Die Arbeitslosenquote ist gerade wieder leicht auf 9,9 Prozent gesunken. Das liegt im Trend der jüngeren Vergangenheit, ist aber so schlecht vielleicht nicht vor dem Hintergrund der Werksschließung bei Opel. Wie bewerten Sie die Vermittlung der Opelaner über und aus der Transfergesellschaft des Tüv Nord.

Die Vermittlungsquote ist enttäuschend.

Etwa 300 frühere Bochumer Opelaner sind jetzt arbeitslos. Haben die noch eine Perspektive?

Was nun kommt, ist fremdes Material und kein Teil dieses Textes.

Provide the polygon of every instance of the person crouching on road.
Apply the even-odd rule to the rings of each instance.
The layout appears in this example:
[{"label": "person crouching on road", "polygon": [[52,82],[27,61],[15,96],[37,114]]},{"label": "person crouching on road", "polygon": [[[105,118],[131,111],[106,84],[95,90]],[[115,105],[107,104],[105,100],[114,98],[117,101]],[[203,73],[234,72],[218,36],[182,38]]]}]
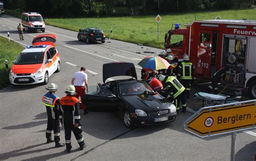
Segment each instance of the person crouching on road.
[{"label": "person crouching on road", "polygon": [[[55,142],[55,147],[58,148],[63,146],[65,144],[59,142],[60,141],[59,116],[60,103],[59,97],[55,95],[57,88],[56,84],[50,83],[48,87],[46,88],[49,92],[43,96],[42,101],[46,107],[48,116],[46,132],[46,143]],[[54,133],[54,141],[51,137],[52,130]]]},{"label": "person crouching on road", "polygon": [[59,115],[62,125],[64,127],[66,150],[70,153],[72,148],[71,131],[80,146],[80,150],[83,150],[86,145],[82,135],[83,130],[80,124],[79,100],[74,96],[77,94],[75,86],[69,85],[66,87],[65,93],[67,94],[66,96],[62,97],[60,101],[61,110]]},{"label": "person crouching on road", "polygon": [[85,107],[83,100],[83,96],[85,94],[85,88],[84,88],[85,85],[87,88],[86,92],[88,93],[89,92],[89,85],[88,82],[87,81],[87,74],[85,73],[86,71],[86,69],[85,68],[82,67],[79,72],[75,73],[71,81],[71,84],[75,86],[76,91],[77,93],[74,96],[77,99],[79,99],[79,96],[81,98],[82,109],[84,110],[84,114],[88,113],[88,110],[86,109],[86,107]]},{"label": "person crouching on road", "polygon": [[22,26],[22,25],[21,23],[19,23],[19,25],[18,26],[17,26],[17,30],[18,30],[19,32],[19,39],[21,40],[24,40],[24,37],[23,37],[23,29],[24,27]]}]

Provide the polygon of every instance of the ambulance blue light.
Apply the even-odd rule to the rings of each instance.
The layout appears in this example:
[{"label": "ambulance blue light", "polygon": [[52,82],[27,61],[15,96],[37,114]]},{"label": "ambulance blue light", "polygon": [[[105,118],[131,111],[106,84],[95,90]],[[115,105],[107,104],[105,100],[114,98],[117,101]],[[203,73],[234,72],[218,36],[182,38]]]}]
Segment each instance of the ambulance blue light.
[{"label": "ambulance blue light", "polygon": [[179,29],[179,24],[175,24],[175,30]]}]

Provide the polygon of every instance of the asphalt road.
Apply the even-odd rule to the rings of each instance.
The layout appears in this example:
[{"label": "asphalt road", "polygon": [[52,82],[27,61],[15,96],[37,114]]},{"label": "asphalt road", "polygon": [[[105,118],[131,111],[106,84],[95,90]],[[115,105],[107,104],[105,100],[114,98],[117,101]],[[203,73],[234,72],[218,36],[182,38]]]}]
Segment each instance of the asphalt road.
[{"label": "asphalt road", "polygon": [[[20,41],[16,29],[20,19],[7,15],[0,17],[0,35],[24,45],[42,33],[24,32]],[[74,24],[75,25],[75,24]],[[57,94],[65,95],[73,73],[84,66],[90,90],[102,82],[102,65],[112,61],[137,64],[147,52],[159,53],[161,50],[114,40],[103,44],[86,44],[78,41],[77,32],[46,26],[45,34],[59,37],[57,47],[60,53],[61,70],[50,78],[59,87]],[[46,85],[9,86],[0,91],[0,160],[229,160],[231,137],[224,135],[201,139],[185,132],[182,124],[193,113],[179,114],[172,123],[159,126],[126,128],[115,114],[90,112],[81,114],[83,135],[87,147],[79,150],[72,136],[72,151],[54,148],[45,144],[46,127],[45,107],[41,102],[47,92]],[[188,106],[191,106],[188,104]],[[192,111],[192,110],[191,110]],[[81,111],[82,112],[82,111]],[[61,140],[64,142],[63,128]],[[239,132],[237,136],[236,160],[253,160],[256,155],[256,130]]]}]

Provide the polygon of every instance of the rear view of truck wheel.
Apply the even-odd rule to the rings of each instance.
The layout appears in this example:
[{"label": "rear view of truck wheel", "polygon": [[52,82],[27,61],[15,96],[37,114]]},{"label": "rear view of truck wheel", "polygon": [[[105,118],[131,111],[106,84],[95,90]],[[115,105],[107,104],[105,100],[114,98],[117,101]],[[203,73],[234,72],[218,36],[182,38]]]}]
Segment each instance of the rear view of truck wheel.
[{"label": "rear view of truck wheel", "polygon": [[252,82],[248,88],[248,93],[252,99],[256,99],[256,82]]}]

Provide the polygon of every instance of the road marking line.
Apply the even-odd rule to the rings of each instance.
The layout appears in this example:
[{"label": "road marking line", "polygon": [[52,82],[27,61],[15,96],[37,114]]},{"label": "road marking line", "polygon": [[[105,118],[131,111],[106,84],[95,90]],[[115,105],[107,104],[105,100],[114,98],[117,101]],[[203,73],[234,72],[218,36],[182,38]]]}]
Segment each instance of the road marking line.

Natürlich haben sie die. Es kommt aber darauf an, was sie bei Opel gemacht haben, ob sie bereit sind, sich auf eine Stelle einzulassen, die nicht so hoch bezahlt ist, und wie mobil sie sind.

Noch einmal zur Arbeitslosenquote. Die liegt seit langem um zehn Prozent. Ist das ein Wert, mit dem sich Bochum auf Dauer abfinden muss?

Wir werden uns in keiner Weise damit zufrieden geben. Als Agentur können wir nur geringen Einfluss nehmen auf den Arbeitsmarkt. Es kommt auf die Nachfrage an. Richtig ist, dass wir die große Aufgabe Langzeitarbeitslosigkeit behalten. Wenn es gelingt, die Flüchtlinge innerhalb der nächsten Jahre über eine gute Qualifizierung zu integrieren, und weiterhin die Beschäftigung wächst, glaube ich, dass sich die Quote reduzieren kann.

Sind die Flüchtlinge bereits in der Arbeitslosenquote enthalten?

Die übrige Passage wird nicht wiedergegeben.